Toronto Mayor Rob Ford acknowledges having a "minor setback" in drinking again and being caught on video in a rambling, expletive-laced rant about the city's police chief – but insists the latest episode is a private matter.
An unapologetic Mr. Ford read the remarks from a prepared statement on Wednesday after a crucial budget vote at the executive committee approved a 1.75-per-cent property-tax increase – 2.23 per cent when adjusted to reduce industrial and commercial rates. The latest revelations renewed calls among city councillors for the scandal-plagued mayor to step aside and seek professional help, and could throw Toronto's city hall into turmoil again.
"I'm a human being – the same as every one of you," Mr. Ford said. "I'm entitled to a personal life, and my personal life does not interfere with the work that I do day in, day out for the taxpayers of this great city." The mayor just two months ago admitted he had smoked crack cocaine in a "drunken stupor," but swore he had given up drugs and alcohol. On Wednesday, he said he is "still working hard" to improve his health, but did not provide details.
The mayor spent much of his day acting as if it was business as usual. At the executive committee, he spoke against staffing levels at city hall and the proposed property tax increase (which still needs to be approved by the full council). The mayor is scheduled to deliver a speech on Thursday to the Economic Club of Canada, which says the event will go on as planned. But while Mr. Ford called the suggestion that his drinking is affecting his work "absolute nonsense," many disagreed.
Ontario Premier Kathleen Wynne called Mr.
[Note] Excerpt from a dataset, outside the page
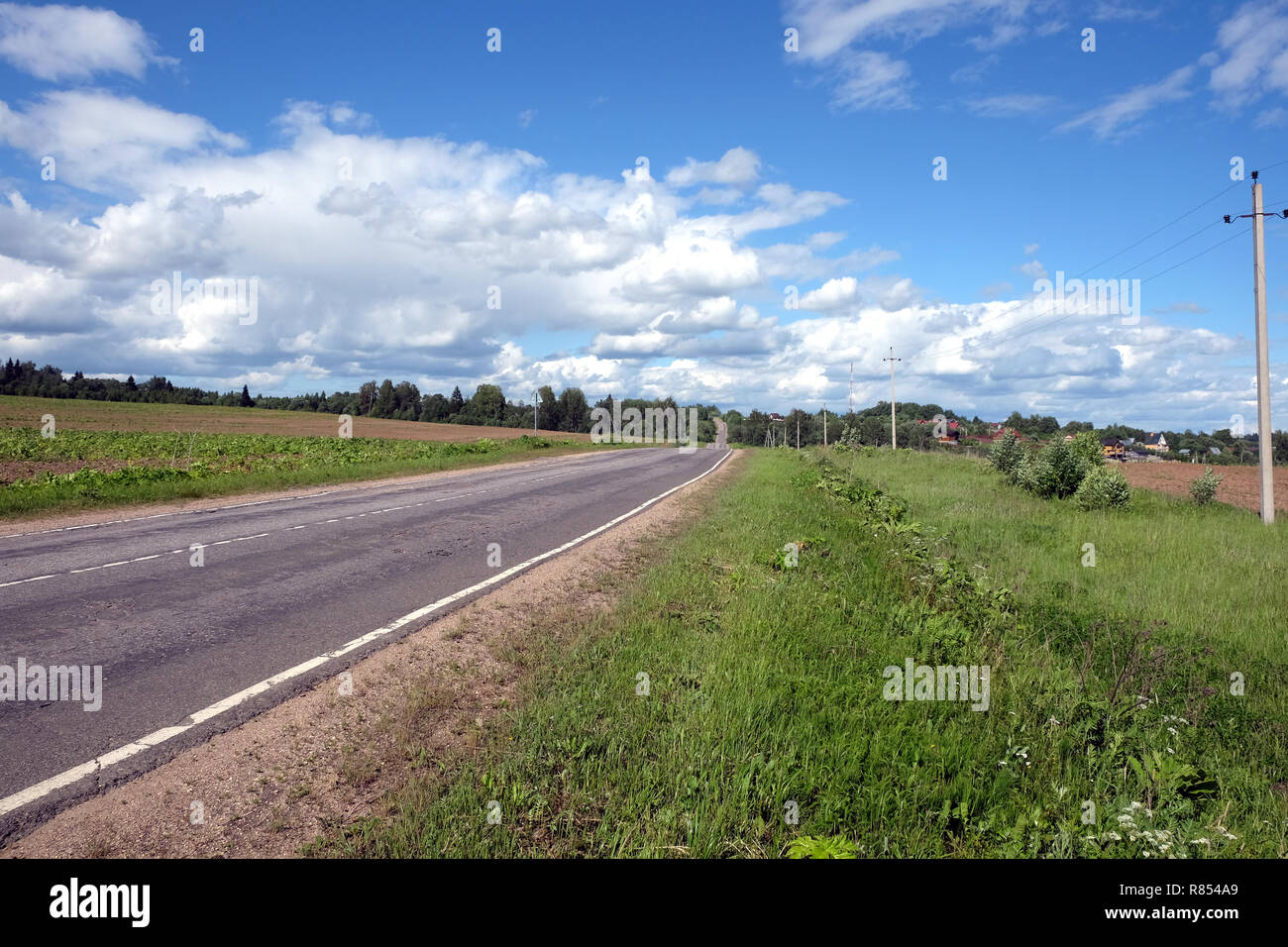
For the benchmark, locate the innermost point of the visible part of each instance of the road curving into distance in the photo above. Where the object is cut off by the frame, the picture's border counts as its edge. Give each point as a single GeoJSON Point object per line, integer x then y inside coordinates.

Ford's public intoxication a distraction for the city, adding that she will continue to work with Deputy Mayor Norm Kelly – who has taken on many of the mayor's powers. "To the degree that this discussion about one person's personal issues can detract and distract from the business of growing Toronto and making sure Toronto is the best that it can be, then that does concern me," she said.
Mr. Ford's council colleagues echoed this.
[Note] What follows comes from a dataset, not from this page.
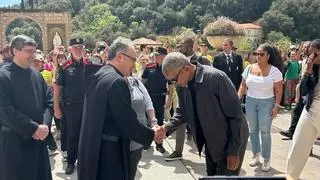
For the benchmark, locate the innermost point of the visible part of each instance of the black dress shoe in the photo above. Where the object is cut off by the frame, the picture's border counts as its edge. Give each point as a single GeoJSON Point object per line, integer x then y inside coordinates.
{"type": "Point", "coordinates": [287, 134]}
{"type": "Point", "coordinates": [69, 169]}
{"type": "Point", "coordinates": [160, 148]}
"If he thinks that this is just personal and doesn't impact life at city hall, he is dreaming in absolute technicolour, absolute technicolour," Councillor Joe Mihevc said. "These are the rantings of an addicted man."
Mayor Ford's brother and frequent defender, Councillor Doug Ford, (who is not on the executive committee) was not at City Hall on Wednesday.
The video shot in a fast-food restaurant on Monday night – which shows the mayor speaking in Jamaican patois and gesturing wildly while ranting incoherently about Toronto police Chief Bill Blair – is one of two new videos posted to YouTube this week.
The other video, believed to have been filmed this week, shows Mr. Ford sitting in a restaurant with his friend Alessandro Lisi, who is facing criminal charges including extortion related to a video of the mayor allegedly smoking crack video, as well as possession and trafficking of marijuana.
Councillor Denzil Minnan-Wong said the second video sends a bad signal to the public. "I think the mayor – and elected officials – are judged by the company they keep," he said.
Mr. Kelly described the video as disturbing.
"He's got problems, legal ones, possibly criminal ones, and I think that in light of all of the revelations of the past couple of months, I would have thought that the mayor would have wanted to distance himself from those issues, and regrettably, he hasn't."
Councillor Gloria Lindsay-Luby said for the mayor of Canada's largest city "there's no such thing as private time, especially when you are a very visible mayor." She noted disapprovingly that Mr. Ford appears to be wearing a City of Toronto pin on his lapel in the video.
And Councillor Shelley Carroll said there is no question alcohol use is affecting Mr. Ford's work. "We know what the mayor was doing on Monday night," she said. "And we know that he was expected to be in City Hall by 10:30 yesterday morning, and he showed up around 3."